Como estaba previsto, al día siguiente, el mandatario chileno fue recibido por Orsi en Uruguay y avanzaron en esa concordancia. En la declaración conjunta que suscribieron, “resaltaron que la delincuencia organizada transnacional representa una seria amenaza para la gobernanza, el bienestar y la estabilidad para las sociedades en América Latina”. Sobre esa base, destacaron la importancia del Compromiso Regional de Santiago “como un espacio oportuno para impulsar una coordinación y cooperación regional eficaz, orientada a enfrentar de manera conjunta este fenómeno, aunando esfuerzos y generando sinergias con los mecanismos existentes en el ámbito del Mercosur y Estados Asociados”.
A impulso del gobierno chileno, el Compromiso Regional de Santiago “contra la delincuencia organizada transnacional” fue suscrito el 28 de mayo por Argentina, Bolivia, Ecuador y Perú. La semana pasada, en el marco de la Asamblea General de la Organización de los Estados Americanos, se sumó Paraguay. Orsi afirmó que, “en los próximos meses”, Uruguay acordará con Chile en ese sentido. El ministro de Relaciones Exteriores, Mario Lubetkin, afirmó que “seguramente nosotros nos integremos de una u otra forma al grupo de trabajo para empezar a actuar”.
Este jueves, en un desayuno organizado por la Asociación de Dirigentes de Marketing (ADM), Kast afirmó que “hay una muy buena disposición de Uruguay de sumarse al acuerdo de Santiago”. “Si no hay seguridad, no hay crecimiento económico”, dijo el presidente y remarcó que para su gobierno es “muy importante tener ese vínculo directo con el presidente Orsi”. “Si bien no somos de la misma línea política, ambos estamos defendiendo la democracia y ahí se han hecho pronunciamientos muy claros de que la democracia no se puede ver afectada por la violencia”, sostuvo.
De adherir al compromiso, Uruguay y Perú serían los únicos participantes que no integren, a su vez, el Escudo de las Américas, la coalición militar internacional contra los cárteles de drogas lanzada por Estados Unidos.
¿Qué propone el Compromiso de Santiago?
El acuerdo prevé la conformación de “un grupo de trabajo integrado por las entidades competentes de cada país” para la elaboración de un “Plan de Acción Conjunto” e “implementar acciones concretas con resultados medibles y verificables, con arreglo a la legislación nacional e internacional aplicable, y de conformidad con las competencias, recursos y marcos institucionales de cada Estado participante”.

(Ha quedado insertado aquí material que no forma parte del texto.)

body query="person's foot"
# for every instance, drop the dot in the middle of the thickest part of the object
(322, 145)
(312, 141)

El grupo funcionará como “una instancia de coordinación técnico-operativa, con liderazgo rotatorio entre los Estados participantes, de manera anual y por orden alfabético”. Las cuatro áreas principales del acuerdo son “seguridad, inteligencia financiera y tributaria, trazabilidad y control migratorio y control fronterizo”, entre otros temas que los especialistas identifiquen. La primera reunión deberá darse dentro de los 90 días siguientes a la adopción del acuerdo y, en el plazo de 180 días, los Estados parte se “reunirán para revisar el estado de avance del compromiso asumido”.
El acuerdo sostiene que la implementación “deberá realizarse con pleno respeto a la soberanía nacional y en conformidad con el derecho interno y los compromisos internacionales de cada parte”. El presidente chileno, no obstante, afirmó que en la región se necesita “combatir con las mismas leyes, con el mismo estilo, el crimen organizado”. Señaló que, a diferencia de las organizaciones criminales, los Estados “tienen que cumplir con la ley, tienen que respetar las fronteras, tienen líneas”, por lo tanto, “no tienen las mismas reglas para ese juego”.
Lubetkin señaló que en el grupo de trabajo “se tienen que sentar nuestros técnicos, quienes saben de este tema, para empezar a encontrar: primero soluciones –que algunos tenemos más claras y otros tenemos menos claras– y sobre todo empezar un escenario de cooperación entre nuestros países”.